I did find one nice thing to say, though, so let's go ahead and lead with that: Their drummer has decent meter. It may well come from the fact that he plays exactly the same beat on every song (half time on the hi-hat, kick on the one, double kick on the three), but at least he does so confidently and competently. That's about the nicest thing you can say about It's Not a Question, Baby, a witless collection of lousy songwriting, shoddy lyrics, rote structures, inaccurate harmonies, and lazy musicianship. Go Action Team rhyme "all right" with "tonight" on at least three of the songs, and there's nary a line on the whole record that doesn't sound pilfered. "Before/much more," "too late/can't wait," "stay/million miles away," you get the idea.

The abysmal lyrics by themselves aren't enough to condemn the band, but they're an indicative of a musical approach that takes the easy path every time. The songs all have basically the same melody. There's no rhythmic variation for more than half of the tunes, with the trio chugging eighth notes in unison and changing chords in the same places every time. When there's a guitar solo, Scott Collier usually just plays the same notes of the chords he's been playing in the verses, only higher up and with an effect on them. For exactly two bars of "Tonight," the guitar does something different, and "So Long" and "Blood Red Letter" have good solos. Other than that, there's nothing even remotely interesting or listenable for all of 10 songs. On the rare occasion the band ventures into syncopated rhythm, you realize why they do it so rarely, because bassist Mike Combs can't keep up. His playing is laggy and muddy-sounding (although the latter is probably a blessing). He's only replicating what Collier is doing anyway, which makes it odd than most of the time he can't even play his single-note parts correctly.

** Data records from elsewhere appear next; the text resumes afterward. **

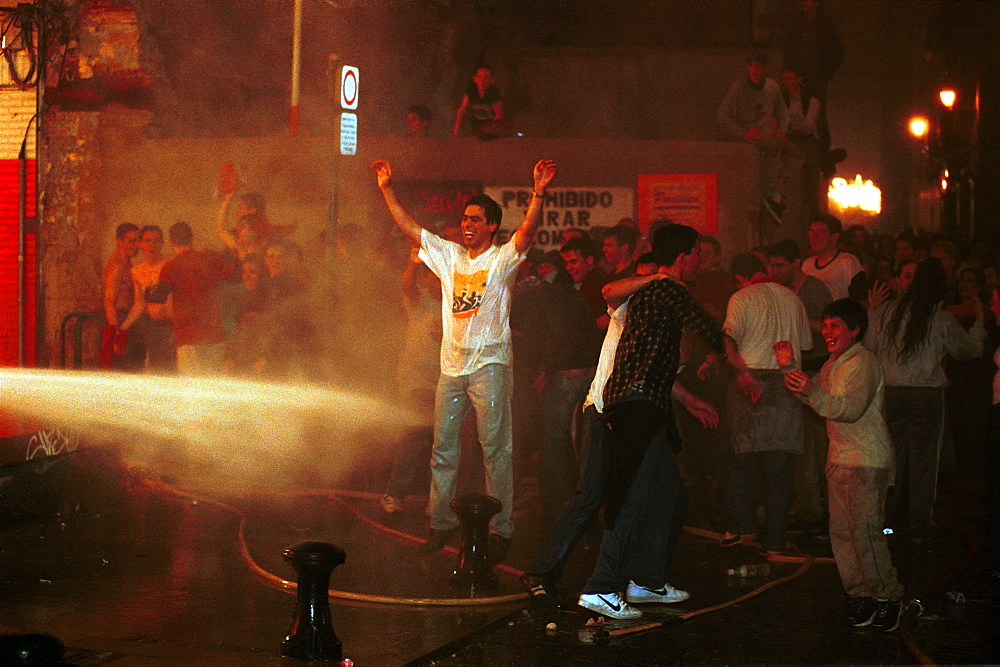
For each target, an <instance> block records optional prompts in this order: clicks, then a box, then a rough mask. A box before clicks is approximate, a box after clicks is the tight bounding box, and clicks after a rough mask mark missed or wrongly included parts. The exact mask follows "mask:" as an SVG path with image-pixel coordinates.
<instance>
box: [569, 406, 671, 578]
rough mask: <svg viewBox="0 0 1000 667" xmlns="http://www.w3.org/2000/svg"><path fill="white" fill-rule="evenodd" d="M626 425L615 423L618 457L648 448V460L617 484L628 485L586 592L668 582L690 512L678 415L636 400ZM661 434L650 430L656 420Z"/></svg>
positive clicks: (621, 478) (608, 529) (623, 423)
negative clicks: (674, 458)
mask: <svg viewBox="0 0 1000 667" xmlns="http://www.w3.org/2000/svg"><path fill="white" fill-rule="evenodd" d="M635 403H636V404H638V405H633V406H630V407H631V410H629V414H628V416H627V418H626V420H624V421H623V422H617V423H615V422H613V428H612V431H611V438H612V442H613V444H612V447H613V448H614V457H613V458H614V459H617V460H621V459H622V458H627V457H628V454H629V453H630V452H635V451H641V450H642V449H645V454H644V455H643V456H642V461H641V462H640V463H639V466H638V468H637V469H636V470H635V471H634V475H633V474H631V471H629V473H628V476H629V477H631V481H630V482H629V481H628V479H627V478H626V477H622V478H619V477H617V476H616V483H623V484H626V485H627V491H626V492H625V494H624V497H623V499H622V503H621V506H620V507H619V508H618V511H617V512H616V513H615V514H614V521H613V524H612V525H611V526H610V527H609V528H608V529H607V530H605V531H604V537H603V538H602V540H601V552H600V554H599V555H598V557H597V562H596V564H595V565H594V571H593V572H592V573H591V575H590V578H589V579H587V583H586V584H584V588H583V592H584V593H613V592H620V591H622V590H624V589H625V587H626V586H627V585H628V581H629V579H630V578H631V579H632V580H634V581H635V583H637V584H639V585H640V586H645V587H647V588H660V587H661V586H663V585H664V584H666V583H667V570H668V568H669V566H670V561H671V558H672V556H673V552H674V549H675V547H676V546H677V539H678V536H679V534H680V530H681V527H682V524H683V519H684V511H685V510H686V509H687V492H686V491H685V490H684V483H683V481H682V480H681V475H680V471H679V470H678V469H677V464H676V462H675V461H674V454H673V451H672V450H676V449H678V448H679V442H677V441H676V440H677V430H676V428H675V427H674V426H673V423H672V416H669V417H668V419H667V420H666V421H665V420H664V415H663V414H662V412H661V411H660V408H658V407H656V405H654V404H653V403H652V402H650V401H648V400H641V401H636V402H635ZM657 420H658V423H659V424H660V426H659V427H658V428H656V429H655V430H652V431H651V430H650V429H648V428H646V425H647V424H649V423H651V422H657Z"/></svg>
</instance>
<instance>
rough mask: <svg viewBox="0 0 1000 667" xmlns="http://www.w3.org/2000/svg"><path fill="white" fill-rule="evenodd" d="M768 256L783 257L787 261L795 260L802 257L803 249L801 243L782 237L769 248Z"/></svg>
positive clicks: (774, 256) (767, 255) (789, 261)
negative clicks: (779, 240)
mask: <svg viewBox="0 0 1000 667" xmlns="http://www.w3.org/2000/svg"><path fill="white" fill-rule="evenodd" d="M767 256H768V257H782V258H784V259H785V260H786V261H789V262H794V261H795V260H797V259H802V250H800V249H799V244H798V243H796V242H795V241H793V240H792V239H782V240H781V241H778V242H777V243H775V244H774V245H772V246H771V247H769V248H768V249H767Z"/></svg>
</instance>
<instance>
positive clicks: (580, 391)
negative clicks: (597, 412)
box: [538, 369, 594, 518]
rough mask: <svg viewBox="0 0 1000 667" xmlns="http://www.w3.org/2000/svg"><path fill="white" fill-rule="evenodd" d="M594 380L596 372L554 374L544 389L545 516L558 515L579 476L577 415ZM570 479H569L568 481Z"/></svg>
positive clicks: (540, 491)
mask: <svg viewBox="0 0 1000 667" xmlns="http://www.w3.org/2000/svg"><path fill="white" fill-rule="evenodd" d="M593 379H594V371H593V369H579V370H574V371H553V372H551V373H549V374H548V376H547V377H546V381H545V389H543V390H542V395H541V404H542V411H541V416H542V419H543V420H544V423H545V438H544V440H543V441H542V447H541V451H540V452H539V461H538V479H539V480H541V481H542V484H540V485H539V486H540V488H539V496H540V497H541V502H542V514H543V516H545V517H546V518H551V517H553V516H555V514H556V512H558V511H559V508H560V507H561V506H562V504H563V501H565V500H566V496H567V495H568V494H567V491H568V483H569V484H571V483H572V479H573V478H575V477H576V472H577V471H576V470H575V469H574V468H575V467H576V466H575V461H574V458H575V457H574V456H573V454H572V452H573V432H572V431H573V412H574V411H575V410H576V406H577V404H578V403H579V402H580V401H582V400H583V399H584V398H586V396H587V389H588V388H589V387H590V383H591V382H592V381H593ZM567 478H568V479H567Z"/></svg>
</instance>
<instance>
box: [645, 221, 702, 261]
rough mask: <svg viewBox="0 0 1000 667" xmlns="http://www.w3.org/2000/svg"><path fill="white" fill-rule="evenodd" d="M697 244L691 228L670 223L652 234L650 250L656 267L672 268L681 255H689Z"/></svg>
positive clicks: (683, 225)
mask: <svg viewBox="0 0 1000 667" xmlns="http://www.w3.org/2000/svg"><path fill="white" fill-rule="evenodd" d="M697 243H698V232H697V231H696V230H695V229H694V228H693V227H688V226H687V225H678V224H674V223H670V224H669V225H663V226H662V227H660V228H659V229H657V230H656V231H655V232H653V240H652V243H651V245H652V248H653V256H654V257H656V265H657V266H673V265H674V262H676V261H677V258H678V257H680V256H681V255H689V254H691V251H692V250H694V247H695V245H696V244H697Z"/></svg>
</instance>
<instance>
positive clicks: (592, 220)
mask: <svg viewBox="0 0 1000 667" xmlns="http://www.w3.org/2000/svg"><path fill="white" fill-rule="evenodd" d="M484 192H485V193H486V194H488V195H489V196H490V197H492V198H493V199H495V200H496V202H497V203H498V204H500V206H501V207H502V208H503V223H502V224H501V226H500V232H499V233H498V234H497V236H498V241H500V242H501V243H502V242H504V241H506V240H507V239H508V238H510V235H511V234H512V233H513V231H514V230H515V229H517V228H518V227H519V226H520V225H521V223H522V222H524V214H525V212H526V211H527V210H528V202H530V201H531V188H530V187H524V186H519V187H496V186H489V187H486V188H485V189H484ZM634 216H635V193H634V191H633V190H632V188H602V187H580V188H549V189H548V190H547V191H546V193H545V207H544V208H543V210H542V224H541V225H540V226H539V228H538V232H537V233H536V234H535V241H534V244H533V245H534V246H535V247H536V248H539V249H541V250H545V251H548V250H558V249H559V246H561V245H562V243H563V233H564V232H565V231H566V230H567V229H582V230H583V231H585V232H589V231H590V230H591V229H593V228H594V227H613V226H615V225H616V224H618V221H619V220H621V219H622V218H632V217H634Z"/></svg>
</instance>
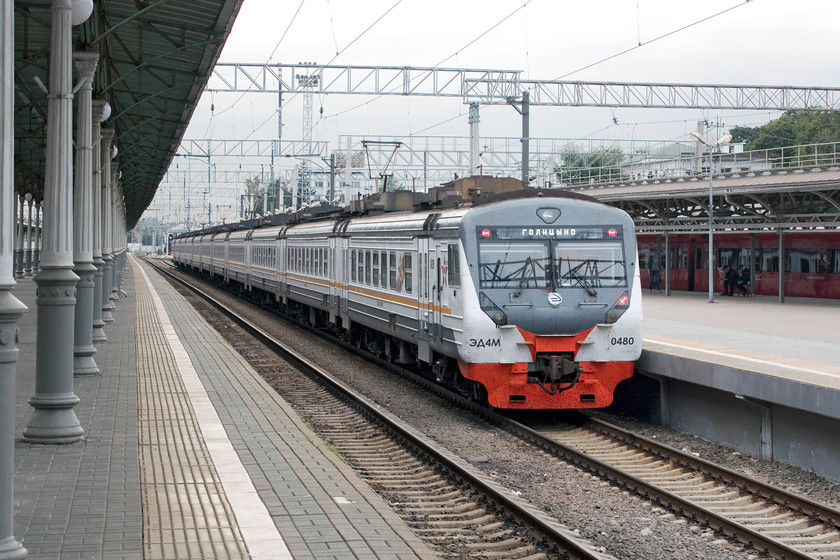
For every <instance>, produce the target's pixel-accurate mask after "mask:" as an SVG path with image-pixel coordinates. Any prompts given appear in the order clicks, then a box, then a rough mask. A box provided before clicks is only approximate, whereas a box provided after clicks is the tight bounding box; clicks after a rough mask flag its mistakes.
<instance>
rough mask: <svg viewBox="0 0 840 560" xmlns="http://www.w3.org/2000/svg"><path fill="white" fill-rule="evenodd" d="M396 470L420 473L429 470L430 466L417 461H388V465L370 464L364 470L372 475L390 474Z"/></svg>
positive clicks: (402, 472)
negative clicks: (404, 462) (399, 462)
mask: <svg viewBox="0 0 840 560" xmlns="http://www.w3.org/2000/svg"><path fill="white" fill-rule="evenodd" d="M395 470H399V471H400V472H401V473H403V474H406V475H412V474H418V473H421V472H428V470H429V468H428V467H426V466H423V465H417V464H416V462H415V463H414V464H411V463H409V462H405V463H390V462H389V463H388V464H387V465H385V464H381V465H375V466H368V467H364V471H365V472H366V473H369V474H371V475H374V476H375V475H377V474H379V473H381V474H388V473H392V472H394V471H395Z"/></svg>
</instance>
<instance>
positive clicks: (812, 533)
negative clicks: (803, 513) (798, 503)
mask: <svg viewBox="0 0 840 560" xmlns="http://www.w3.org/2000/svg"><path fill="white" fill-rule="evenodd" d="M762 532H763V533H764V534H766V535H770V536H771V537H775V538H777V539H779V540H782V541H785V542H787V543H794V542H795V543H799V544H808V543H813V544H823V543H837V542H840V534H838V533H837V531H831V532H828V533H826V532H825V527H822V526H816V527H813V528H812V529H810V530H804V531H803V530H799V529H796V530H793V531H785V530H779V531H774V530H772V529H768V530H766V531H762ZM806 533H812V534H806Z"/></svg>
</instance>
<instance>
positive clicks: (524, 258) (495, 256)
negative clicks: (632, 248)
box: [478, 240, 627, 293]
mask: <svg viewBox="0 0 840 560" xmlns="http://www.w3.org/2000/svg"><path fill="white" fill-rule="evenodd" d="M478 247H479V283H480V287H481V288H506V289H514V290H518V289H523V288H548V287H554V288H583V289H585V290H586V291H587V292H590V293H591V292H593V291H594V290H595V289H596V288H620V287H626V286H627V273H626V269H625V262H624V248H623V246H622V243H621V242H620V241H606V240H598V241H595V240H592V241H590V240H564V241H549V240H541V241H537V240H529V241H524V240H523V241H518V240H517V241H498V240H494V241H482V242H480V243H479V245H478ZM552 261H553V263H554V265H553V267H552V265H551V262H552Z"/></svg>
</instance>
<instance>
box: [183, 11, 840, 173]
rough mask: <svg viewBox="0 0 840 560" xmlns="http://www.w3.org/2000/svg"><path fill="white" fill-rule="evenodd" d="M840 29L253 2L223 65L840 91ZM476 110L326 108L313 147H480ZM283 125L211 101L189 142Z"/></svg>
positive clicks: (578, 15)
mask: <svg viewBox="0 0 840 560" xmlns="http://www.w3.org/2000/svg"><path fill="white" fill-rule="evenodd" d="M716 14H718V15H716ZM703 20H705V21H703ZM838 23H840V2H838V1H837V0H804V1H799V2H792V1H790V0H751V1H749V2H745V1H744V0H704V1H687V0H588V1H581V0H575V1H571V0H530V1H528V0H516V1H504V0H481V1H477V0H401V1H397V0H364V1H363V2H359V1H358V0H303V1H301V0H244V3H243V5H242V9H241V10H240V12H239V16H238V18H237V20H236V23H235V24H234V27H233V31H232V33H231V35H230V37H229V39H228V41H227V44H226V45H225V48H224V50H223V53H222V56H221V61H222V62H251V63H266V62H272V63H297V62H301V61H314V62H317V63H319V64H328V63H329V64H335V65H382V66H422V67H430V66H440V67H450V68H488V69H506V70H522V71H523V74H522V76H523V78H525V79H546V80H548V79H557V78H562V79H568V80H595V81H631V82H651V83H696V84H739V85H794V86H826V87H838V86H840V76H838V73H837V67H838V61H837V57H838V54H840V32H839V31H838V29H837V25H838ZM682 28H685V29H682ZM668 34H670V35H668ZM663 36H664V37H663ZM640 43H641V46H638V45H639V44H640ZM634 47H636V48H634ZM628 49H630V51H629V52H627V53H625V54H622V55H620V56H616V57H614V58H612V59H610V60H608V61H605V62H600V63H599V61H601V60H603V59H606V58H609V57H612V56H614V55H616V54H618V53H621V52H622V51H626V50H628ZM337 53H338V54H337ZM211 104H212V106H213V110H212V111H211ZM321 108H323V113H322V114H321ZM467 110H468V109H467V107H466V106H465V105H463V103H462V102H461V101H460V100H458V99H428V98H419V97H387V98H380V99H372V98H367V97H362V96H340V95H331V96H323V97H316V99H315V101H314V116H315V118H314V121H315V123H314V128H313V139H314V140H325V141H329V142H330V143H331V146H333V147H336V148H337V147H338V145H337V140H338V136H339V135H341V134H344V135H354V136H362V135H369V136H372V135H393V136H410V135H444V136H468V135H469V126H468V123H467ZM276 111H277V99H276V95H270V94H248V95H245V96H242V95H241V94H228V93H224V94H223V93H216V94H210V93H205V94H204V96H203V97H202V99H201V101H200V103H199V105H198V107H197V109H196V111H195V114H194V116H193V120H192V122H191V123H190V126H189V128H188V131H187V133H186V135H185V137H186V138H190V139H196V138H210V139H237V140H242V139H271V138H276V136H277V118H276ZM776 117H778V113H768V112H763V113H761V112H755V111H753V112H740V113H739V112H736V111H711V112H707V111H701V110H680V111H678V110H670V111H668V110H634V109H610V108H603V109H593V108H556V107H535V108H532V113H531V136H532V137H535V138H536V137H543V138H548V137H558V138H603V139H607V140H609V139H629V138H631V137H632V138H635V139H657V140H672V139H673V140H684V139H687V137H688V133H689V132H690V131H691V130H694V128H695V126H696V121H697V120H700V119H709V120H713V121H720V122H722V123H723V124H724V125H725V127H726V128H729V127H731V126H733V125H760V124H764V123H766V122H767V121H768V120H770V119H771V118H776ZM614 121H617V124H616V123H615V122H614ZM520 122H521V121H520V118H519V115H518V113H517V112H516V111H515V110H514V109H513V108H511V107H504V106H502V107H483V108H482V110H481V135H482V136H509V137H517V136H519V134H520V127H521V124H520ZM283 124H284V128H283V137H284V139H299V138H301V135H302V104H301V100H300V98H297V99H294V98H293V99H288V100H287V103H285V104H284V107H283ZM176 159H177V158H176Z"/></svg>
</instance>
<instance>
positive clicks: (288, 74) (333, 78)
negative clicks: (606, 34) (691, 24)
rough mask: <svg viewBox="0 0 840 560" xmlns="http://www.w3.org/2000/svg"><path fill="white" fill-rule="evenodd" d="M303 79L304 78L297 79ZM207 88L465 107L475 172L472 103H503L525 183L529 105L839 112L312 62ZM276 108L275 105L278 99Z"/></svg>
mask: <svg viewBox="0 0 840 560" xmlns="http://www.w3.org/2000/svg"><path fill="white" fill-rule="evenodd" d="M302 76H304V77H306V78H307V79H301V77H302ZM206 90H207V91H211V92H242V93H245V92H265V93H277V94H278V99H279V100H282V95H283V94H284V93H291V94H297V93H300V94H304V95H312V94H319V95H320V94H323V95H329V94H341V95H373V96H383V95H401V96H407V95H411V96H433V97H454V98H460V99H462V100H463V102H464V103H468V104H470V136H471V138H473V141H472V142H471V145H472V148H471V150H470V165H471V172H473V173H474V172H475V171H476V169H477V168H478V165H479V162H478V142H477V137H478V106H479V105H503V104H510V105H512V106H513V107H514V108H516V110H517V111H518V112H519V113H520V114H521V115H522V130H523V134H522V144H523V149H522V181H523V183H526V184H527V183H528V159H529V156H528V144H527V143H528V136H529V135H528V118H529V107H530V106H552V107H612V108H669V109H722V110H777V111H786V110H789V109H831V110H837V109H840V88H829V87H795V86H761V85H759V86H756V85H751V86H743V85H715V84H666V83H659V84H650V83H649V84H644V83H631V82H592V81H578V80H574V81H571V80H523V79H522V71H521V70H495V69H464V68H440V67H411V66H329V65H318V64H315V63H301V64H279V63H278V64H249V63H219V64H217V65H216V67H215V68H214V70H213V73H212V75H211V77H210V80H209V82H208V85H207V88H206ZM280 103H281V104H282V101H280Z"/></svg>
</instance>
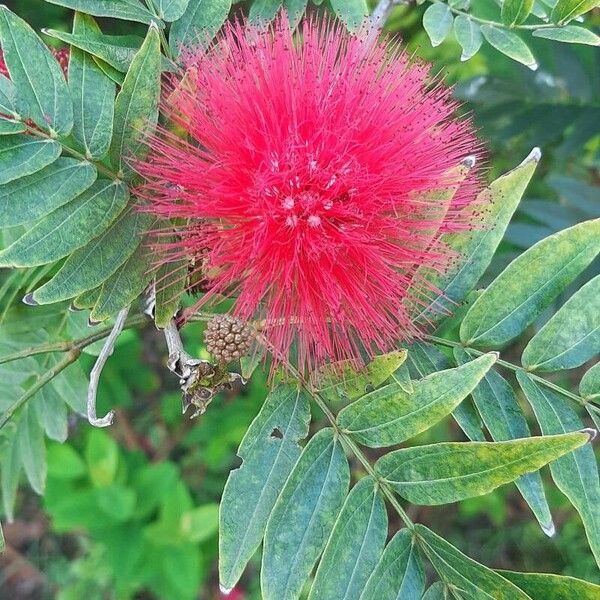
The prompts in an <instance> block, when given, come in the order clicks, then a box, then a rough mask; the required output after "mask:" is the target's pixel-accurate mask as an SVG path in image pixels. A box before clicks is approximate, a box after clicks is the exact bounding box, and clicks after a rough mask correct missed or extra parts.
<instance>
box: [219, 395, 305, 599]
mask: <svg viewBox="0 0 600 600" xmlns="http://www.w3.org/2000/svg"><path fill="white" fill-rule="evenodd" d="M309 422H310V406H309V403H308V398H307V396H306V394H305V393H304V392H302V391H301V390H299V389H298V388H296V387H293V386H288V385H279V386H278V387H276V388H275V389H273V390H272V391H271V393H270V394H269V395H268V397H267V399H266V400H265V403H264V404H263V406H262V408H261V410H260V412H259V413H258V415H257V417H256V418H255V419H254V421H253V422H252V424H251V425H250V427H249V429H248V431H247V432H246V435H245V436H244V439H243V440H242V443H241V444H240V448H239V450H238V456H239V457H240V458H241V459H242V465H241V467H240V468H239V469H236V470H234V471H232V472H231V473H230V474H229V478H228V480H227V483H226V484H225V489H224V490H223V497H222V500H221V507H220V527H219V532H220V533H219V580H220V583H221V585H222V586H223V587H225V588H232V587H233V586H234V585H235V584H236V583H237V581H238V579H239V578H240V576H241V574H242V572H243V570H244V568H245V566H246V564H247V562H248V561H249V560H250V558H251V557H252V555H253V554H254V552H255V551H256V549H257V548H258V546H259V544H260V541H261V539H262V537H263V534H264V531H265V527H266V524H267V519H268V518H269V515H270V514H271V511H272V510H273V506H274V505H275V502H276V500H277V497H278V495H279V492H280V491H281V489H282V488H283V485H284V483H285V481H286V479H287V477H288V475H289V474H290V472H291V471H292V468H293V467H294V465H295V463H296V461H297V460H298V458H299V456H300V453H301V452H302V449H301V448H300V446H299V445H298V442H299V441H300V440H302V439H304V438H305V437H306V436H307V435H308V426H309ZM277 432H279V434H281V437H277V435H274V434H276V433H277Z"/></svg>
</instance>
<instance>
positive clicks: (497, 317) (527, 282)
mask: <svg viewBox="0 0 600 600" xmlns="http://www.w3.org/2000/svg"><path fill="white" fill-rule="evenodd" d="M599 251H600V219H595V220H592V221H585V222H583V223H579V224H578V225H575V226H574V227H569V228H568V229H564V230H563V231H560V232H558V233H555V234H554V235H551V236H549V237H547V238H545V239H543V240H542V241H540V242H538V243H537V244H535V245H534V246H532V247H531V248H529V250H527V251H526V252H524V253H523V254H521V255H520V256H519V257H518V258H516V259H515V260H513V262H512V263H510V265H508V267H506V269H504V271H503V272H502V273H501V274H500V275H499V276H498V277H497V278H496V279H495V280H494V281H493V282H492V283H491V284H490V286H489V287H488V288H487V289H486V290H485V291H484V292H483V294H482V295H481V296H479V298H477V300H475V302H474V303H473V305H472V306H471V308H470V309H469V311H468V312H467V314H466V316H465V318H464V319H463V322H462V324H461V326H460V339H461V341H462V342H463V343H464V344H465V345H466V346H473V345H475V346H485V347H494V348H497V347H501V346H503V345H505V344H506V343H508V342H509V341H511V340H512V339H513V338H515V337H516V336H517V335H519V334H520V333H521V332H522V331H523V330H524V329H525V328H526V327H527V326H528V325H530V324H531V323H533V321H534V320H535V319H536V318H537V317H538V316H539V315H540V313H541V312H542V311H543V310H544V309H545V308H546V307H547V306H549V304H550V303H551V302H552V301H553V300H554V298H556V296H558V294H560V293H561V292H562V291H563V290H564V289H565V288H566V286H567V285H568V284H569V283H570V282H571V281H572V280H573V279H574V278H575V277H577V275H579V273H581V272H582V271H583V270H584V269H585V268H586V267H587V266H588V265H589V264H590V263H591V262H592V260H593V259H594V258H595V256H596V255H597V254H598V252H599Z"/></svg>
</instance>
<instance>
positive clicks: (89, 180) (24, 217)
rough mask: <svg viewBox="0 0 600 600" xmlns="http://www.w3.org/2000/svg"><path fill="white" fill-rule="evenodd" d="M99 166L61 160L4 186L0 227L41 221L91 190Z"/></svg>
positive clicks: (71, 158)
mask: <svg viewBox="0 0 600 600" xmlns="http://www.w3.org/2000/svg"><path fill="white" fill-rule="evenodd" d="M96 177H97V172H96V167H94V166H93V165H92V164H90V163H88V162H82V161H79V160H76V159H74V158H62V157H61V158H59V159H58V160H55V161H54V162H53V163H51V164H50V165H48V166H47V167H44V168H43V169H41V170H40V171H37V172H36V173H33V174H32V175H27V176H25V177H20V178H19V179H15V180H13V181H11V182H10V183H7V184H5V185H3V186H0V227H13V226H14V225H22V224H23V223H31V222H32V221H37V220H38V219H40V218H41V217H44V216H46V215H48V214H50V213H51V212H52V211H53V210H55V209H57V208H59V207H60V206H63V205H64V204H66V203H67V202H70V201H71V200H73V199H74V198H76V197H77V196H78V195H79V194H81V193H83V192H84V191H85V190H87V189H88V188H89V187H90V186H91V185H92V184H93V183H94V181H95V180H96Z"/></svg>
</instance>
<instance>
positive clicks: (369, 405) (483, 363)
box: [337, 354, 497, 448]
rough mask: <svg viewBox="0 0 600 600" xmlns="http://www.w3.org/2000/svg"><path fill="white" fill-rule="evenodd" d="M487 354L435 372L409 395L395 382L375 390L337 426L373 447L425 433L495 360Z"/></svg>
mask: <svg viewBox="0 0 600 600" xmlns="http://www.w3.org/2000/svg"><path fill="white" fill-rule="evenodd" d="M496 359H497V356H496V355H495V354H486V355H484V356H481V357H479V358H477V359H475V360H473V361H471V362H469V363H467V364H465V365H463V366H461V367H458V368H457V369H449V370H447V371H439V372H437V373H432V374H431V375H428V376H427V377H425V378H424V379H421V380H419V381H416V382H414V383H413V386H414V392H413V393H412V394H407V393H406V392H404V390H403V389H402V388H401V387H400V386H399V385H398V384H396V383H391V384H389V385H386V386H384V387H383V388H381V389H379V390H375V391H374V392H371V393H370V394H367V395H366V396H363V397H362V398H361V399H360V400H357V401H356V402H354V403H353V404H351V405H350V406H347V407H346V408H344V409H343V410H342V411H341V412H340V414H339V415H338V418H337V422H338V425H339V426H340V427H341V428H342V429H343V430H345V431H346V432H348V433H349V434H350V435H351V436H352V438H354V439H355V440H356V441H358V442H360V443H361V444H364V445H366V446H371V447H376V448H377V447H381V446H391V445H393V444H399V443H401V442H403V441H405V440H407V439H410V438H411V437H413V436H415V435H417V434H418V433H421V432H422V431H425V430H427V429H429V428H430V427H432V426H433V425H435V424H436V423H437V422H438V421H440V420H441V419H442V418H444V417H445V416H446V415H448V414H449V413H450V412H451V411H452V410H454V409H455V408H456V407H457V406H458V405H459V404H460V403H461V402H462V400H463V399H464V398H465V397H466V396H468V395H469V394H470V393H471V392H472V391H473V389H474V388H475V386H476V385H477V384H478V383H479V381H480V380H481V378H482V377H483V376H484V375H485V373H486V372H487V371H488V370H489V369H490V368H491V366H492V365H493V364H494V362H495V361H496Z"/></svg>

Add the brain-dead lyrics to the repetitive, amateur playing and repeated exposure to this music could cause permanent hearing damage. Entirely by accident, "Round 2" sums the up the entire experience more succinctly than I ever could: "We're back where we started/Has anything changed at all?" Nope, you're still playing the same chords in the same rhythm, badly, while singing lyrics that sound incompletely translated from a different language. I'm done with Go Action Team now, and I think I need a shower. Or at least to listen to Weezer's Pinkerton and hear simple heavy-guitar pop music executed the correct way, with original lyrics, a rhythm section that has something to contribute, lots of changes, memorable melodies, harmonies that are actually in harmony, and lead guitar playing which will appeal to the non-lobotomized. In short, the antithesis of this self-impressed, static garbage.

1 comment:

  1. At first this made me want to check these songs out just to see how bad they are. That didn't last long once I started.